Che maledizione queste risorse naturali
Tre miliardi e mezzo di persone vivono in paesi dotati di petrolio, gas e minerali. Fino all'inizio degli anni Novanta si sarebbe detto che questi paesi avessero ricevuto una benedizione: come per gli Stati Uniti o l'australiano, le risorse naturali avrebbero consentito una veloce transizione all'industrializzazione e, magari, l'uscita dalla povertà.
Gli ultimi vent'anni hanno visto una drastica inversione di tendenza: quella che era benedizione è adesso definita "maledizione delle risorse naturali". Molti autori, tra cui Jeffrey Sachs, hanno mostrato che in media tra il 1960 e il 1990 i paesi ricchi di risorse naturali hanno avuto tassi di crescita inferiori a quelli degli altri paesi.
Certo, guardare solamente ai tassi di crescita non spiega quale sia la differenza tra paesi come il Botswana e la Sierra Leone, entrambi dotati di risorse minerarie, ma con destini economici diametralmente opposti. La chiave interpretativa di queste differenze è ormai sempre più ricondotta alla qualità delle istituzioni.
I paesi dotati di abbondanti risorse minerarie, spesso definiti "petro-states", tendono a sviluppare caratteristiche istituzionali simili, legate ai processi produttivi delle materie in questione. L'estrazione di minerali è un processo intensivo in capitale, e i paesi poveri tipicamente non hanno la tecnologia e i capitali necessari per sfruttare su ampia scala queste risorse. Vi è dunque una presenza di imprese straniere che ottengono concessioni dai governi locali, e ciò lascia spazio a comportamenti di tipo rent seeking da parte delle élite locali.

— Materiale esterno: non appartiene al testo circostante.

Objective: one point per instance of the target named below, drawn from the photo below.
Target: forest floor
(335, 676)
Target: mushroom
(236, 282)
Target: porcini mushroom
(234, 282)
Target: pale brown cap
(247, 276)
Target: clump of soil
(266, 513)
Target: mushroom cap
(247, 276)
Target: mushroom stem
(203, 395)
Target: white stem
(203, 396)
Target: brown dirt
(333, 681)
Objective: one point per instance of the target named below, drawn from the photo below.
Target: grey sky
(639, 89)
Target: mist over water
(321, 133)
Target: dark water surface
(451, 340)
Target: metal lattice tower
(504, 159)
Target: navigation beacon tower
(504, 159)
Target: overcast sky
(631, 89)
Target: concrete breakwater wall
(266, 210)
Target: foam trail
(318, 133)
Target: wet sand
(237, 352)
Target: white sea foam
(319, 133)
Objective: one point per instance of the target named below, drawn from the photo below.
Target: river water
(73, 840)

Inoltre, a differenza di forme di crescita economica legate al manifatturiero o ai servizi, lo sviluppo dell'industria mineraria ha una ricaduta contenuta sul resto dell'economia e la ricchezza generata non è quasi mai redistribuita alla popolazione in quanto manca trasparenza sui proventi derivanti dalle concessioni. Famoso, in questo senso, è il caso dell'Angola. Global Witness, organizzazione specializzata in campagne d'informazione sul legame tra corruzione, sfruttamento delle risorse e conflitto, ha pubblicato numerosi rapporti su questo paese (tra cui A crude awakening, 1999, e All the presidents men, 2002). La tesi è che i governi occidentali, le compagnie petrolifere e gli investitori stranieri contribuiscano a creare le condizioni perché governi corrotti in paesi ricchi di risorse naturali le sfruttino a beneficio di una ristretta élite e non della popolazione. Secondo i dati forniti, nel solo 2001 un terzo degli introiti derivanti dalla vendita di petrolio (circa 1,5 miliardi di dollari) scomparve dal gettito dello stato angolano.

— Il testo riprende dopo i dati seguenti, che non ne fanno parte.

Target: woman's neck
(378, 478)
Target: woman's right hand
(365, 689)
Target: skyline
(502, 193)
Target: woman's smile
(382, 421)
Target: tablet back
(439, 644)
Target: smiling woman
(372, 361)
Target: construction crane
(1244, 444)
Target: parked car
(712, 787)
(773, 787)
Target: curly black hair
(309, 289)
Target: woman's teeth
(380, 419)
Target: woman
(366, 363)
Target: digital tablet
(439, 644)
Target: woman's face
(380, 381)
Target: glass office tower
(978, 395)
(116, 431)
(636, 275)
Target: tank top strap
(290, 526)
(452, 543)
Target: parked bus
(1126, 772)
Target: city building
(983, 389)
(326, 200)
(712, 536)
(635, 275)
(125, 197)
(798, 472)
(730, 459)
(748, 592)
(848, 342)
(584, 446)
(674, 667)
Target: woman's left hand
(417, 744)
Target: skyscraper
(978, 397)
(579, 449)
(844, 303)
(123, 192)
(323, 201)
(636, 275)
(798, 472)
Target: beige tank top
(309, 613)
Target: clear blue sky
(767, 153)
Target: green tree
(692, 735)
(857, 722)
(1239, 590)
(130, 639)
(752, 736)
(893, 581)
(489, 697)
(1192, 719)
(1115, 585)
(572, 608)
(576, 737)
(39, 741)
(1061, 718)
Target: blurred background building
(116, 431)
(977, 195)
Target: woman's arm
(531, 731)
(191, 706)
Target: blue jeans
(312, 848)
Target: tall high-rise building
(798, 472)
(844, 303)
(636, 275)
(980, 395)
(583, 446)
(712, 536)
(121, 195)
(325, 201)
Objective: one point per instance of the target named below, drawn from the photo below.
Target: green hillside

Poiché tradizionalmente né i governi né le compagnie rendevano pubbliche le cifre ricevute (o pagate) per le concessioni, gli strumenti per sanzionare comportamenti predatori da parte delle élite locali erano inesistenti o molto limitati. Compagnie che unilateralmente avessero deciso di pubblicare tali pagamenti, come fece Bp in Angola nel 2001, avrebbero pagato le conseguenze di quel gesto vedendo diminuire le concessioni da parte dei governi.
È per questo motivo che un'azione concertata che coinvolgesse il maggior numero possibile di compagnie minerarie, ma anche di finanziatori e di governi, era necessaria. Questa azione è stata portata avanti, a partire dal 2002, da due gruppi: da un lato la coalizione "Publish what you pay" (www.publishwhatyoupay.org), lanciata da George Soros e a cui aderiscono numerose Ong di tutto il mondo; dall'altro, la Extractive Industry Transparency Initiative (https://eitransparency.org), un'iniziativa lanciata da Tony Blair e che oggi raccoglie numerosi governi, compagnie del settore estrattivo e Ong.
Entrambi i gruppi sostengono che aumentare la trasparenza nella gestione delle ricchezze minerarie sia non solo doveroso nei confronti delle popolazioni, che subiscono spesso guerre civili proprio a causa di tali risorse, ma anche vantaggioso per il business.
In un mondo in cui il peso della "corporate social responsibility" diventa sempre più marcato, l'adesione a regole di trasparenza contribuisce a legittimare l'operato di queste compagnie mostrando che danno un contributo positivo alla società nei paesi in cui operano. Se la trasparenza poi sia sufficiente a rendere i governi locali accountable delle loro azioni nei confronti dei cittadini non lo sappiamo, ma è sicuramente una condizione necessaria.